Double Strand Breaks
The researchers found in earlier studies, looking into Alzheimer’s disease in mice, that even in the pre-symptomatic phase of the disorder, neurons in the hippocampal region of the brain contain a large number of DNA lesions, known as double strand breaks.
To more deeply investigate the potential consequences of such damage, the researchers studied what would happen if they created such damage in neurons. They applied a toxic agent to the neurons known to induce double strand breaks, and then harvested the RNA from the cells for sequencing.
As described in their paper in Cell, they found that while the vast majority had reduced expression levels, as expected, there was something surprising. Out of the 700 genes that showed changes as a result of the damage, 2 genes showed increased expression levels following the double strand breaks.
Importantly, these genes were known to be those which respond rapidly to neuronal stimulation, for example, a new sensory experience.
To find out if such breaks happen naturally during neuronal stimulation, the researchers next applied to the neurons a substance that causes synapses to strengthen in a similar way to exposure to a new experience.
“Sure enough, we found that the treatment very rapidly increased the expression of those early response genes, but it also caused DNA double strand breaks,” Tsai says.
How are these breaks linked with the apparent boost in early-response gene expression?
Following a computer analysis of the DNA sequences neighboring these genes, an enzyme known as topoisomerase IIβ was found to be responsible for the DNA breaks in response to stimulation.
They also studied the DNA sequences near these genes and discovered that they were enriched with a motif, or sequence pattern, for binding to a protein called CTCF. This “architectural” protein is known to create loops or bends in DNA.
In the early-response genes, the bends created by this protein act as a barrier that prevents different elements of DNA from interacting with each other — a crucial step in the genes’ expression.
The double strand breaks created by the cells allow them to collapse this barrier, and enable the early response genes to be expressed, Tsai says.
The findings have implications for our understanding of gene regulation. In addition, previous research has shown that aging is associated with a decline in the expression of genes involved in the processes of learning and memory formation.

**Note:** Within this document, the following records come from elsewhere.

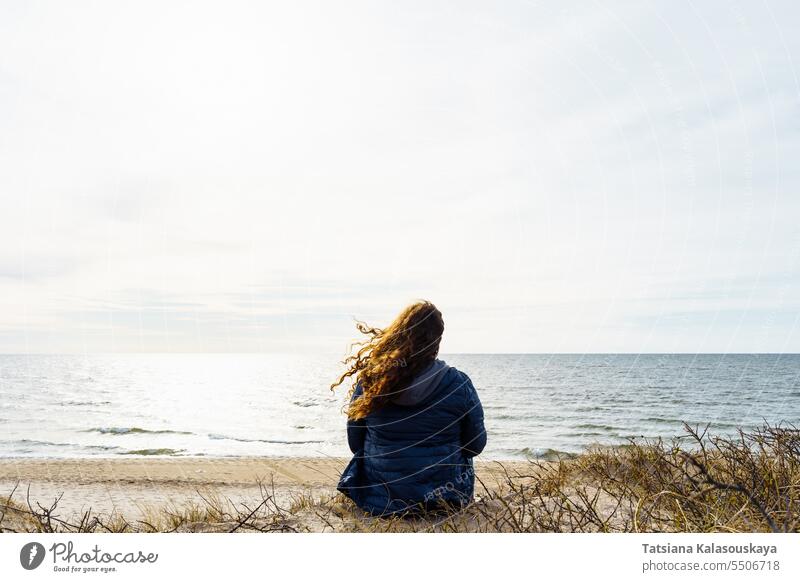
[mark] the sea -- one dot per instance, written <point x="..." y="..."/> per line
<point x="536" y="405"/>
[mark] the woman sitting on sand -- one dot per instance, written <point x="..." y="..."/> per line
<point x="414" y="423"/>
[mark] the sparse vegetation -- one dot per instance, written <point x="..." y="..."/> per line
<point x="694" y="483"/>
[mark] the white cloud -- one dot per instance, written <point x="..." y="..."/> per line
<point x="247" y="176"/>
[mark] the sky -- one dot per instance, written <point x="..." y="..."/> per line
<point x="253" y="176"/>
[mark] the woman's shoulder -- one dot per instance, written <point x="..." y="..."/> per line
<point x="456" y="378"/>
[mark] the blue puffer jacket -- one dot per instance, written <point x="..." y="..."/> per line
<point x="417" y="451"/>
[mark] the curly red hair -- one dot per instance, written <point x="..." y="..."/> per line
<point x="389" y="358"/>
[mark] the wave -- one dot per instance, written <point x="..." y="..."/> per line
<point x="546" y="454"/>
<point x="52" y="444"/>
<point x="151" y="452"/>
<point x="132" y="430"/>
<point x="222" y="437"/>
<point x="592" y="426"/>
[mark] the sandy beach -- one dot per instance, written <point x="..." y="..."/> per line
<point x="130" y="486"/>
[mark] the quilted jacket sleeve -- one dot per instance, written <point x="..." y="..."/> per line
<point x="473" y="433"/>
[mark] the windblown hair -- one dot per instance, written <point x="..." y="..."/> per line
<point x="389" y="358"/>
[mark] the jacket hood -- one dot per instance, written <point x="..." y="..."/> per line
<point x="423" y="385"/>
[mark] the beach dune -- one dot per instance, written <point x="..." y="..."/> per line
<point x="130" y="486"/>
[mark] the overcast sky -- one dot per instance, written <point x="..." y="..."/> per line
<point x="556" y="177"/>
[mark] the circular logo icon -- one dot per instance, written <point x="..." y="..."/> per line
<point x="31" y="555"/>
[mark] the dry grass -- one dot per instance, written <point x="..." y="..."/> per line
<point x="695" y="483"/>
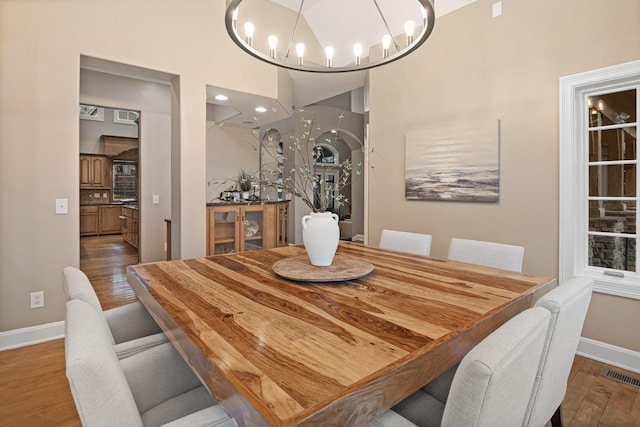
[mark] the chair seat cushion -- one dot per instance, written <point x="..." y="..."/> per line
<point x="133" y="347"/>
<point x="178" y="407"/>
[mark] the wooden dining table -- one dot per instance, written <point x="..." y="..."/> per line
<point x="279" y="351"/>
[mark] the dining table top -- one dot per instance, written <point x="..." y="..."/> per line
<point x="282" y="352"/>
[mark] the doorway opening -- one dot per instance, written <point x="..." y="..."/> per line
<point x="108" y="197"/>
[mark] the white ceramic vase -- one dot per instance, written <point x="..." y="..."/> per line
<point x="320" y="235"/>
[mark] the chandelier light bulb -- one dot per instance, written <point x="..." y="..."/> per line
<point x="409" y="29"/>
<point x="357" y="50"/>
<point x="248" y="32"/>
<point x="329" y="52"/>
<point x="300" y="52"/>
<point x="273" y="45"/>
<point x="386" y="44"/>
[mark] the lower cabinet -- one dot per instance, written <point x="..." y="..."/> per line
<point x="88" y="220"/>
<point x="98" y="220"/>
<point x="236" y="228"/>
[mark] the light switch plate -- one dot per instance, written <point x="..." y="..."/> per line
<point x="62" y="206"/>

Bruce Yankner, a professor of genetics and neurology at Harvard Medical School who was not involved in the research, said:
“The work elegantly links DNA strand break formation by the enzyme topoisomerase IIβ to the temporal control of transcription, providing the most compelling evidence to date that this is a core transcriptional control mechanism. I anticipate that this advance will have broad implications ranging from the basic biology of transcription to pathological mechanisms involved in diseases such as Alzheimer’s disease.”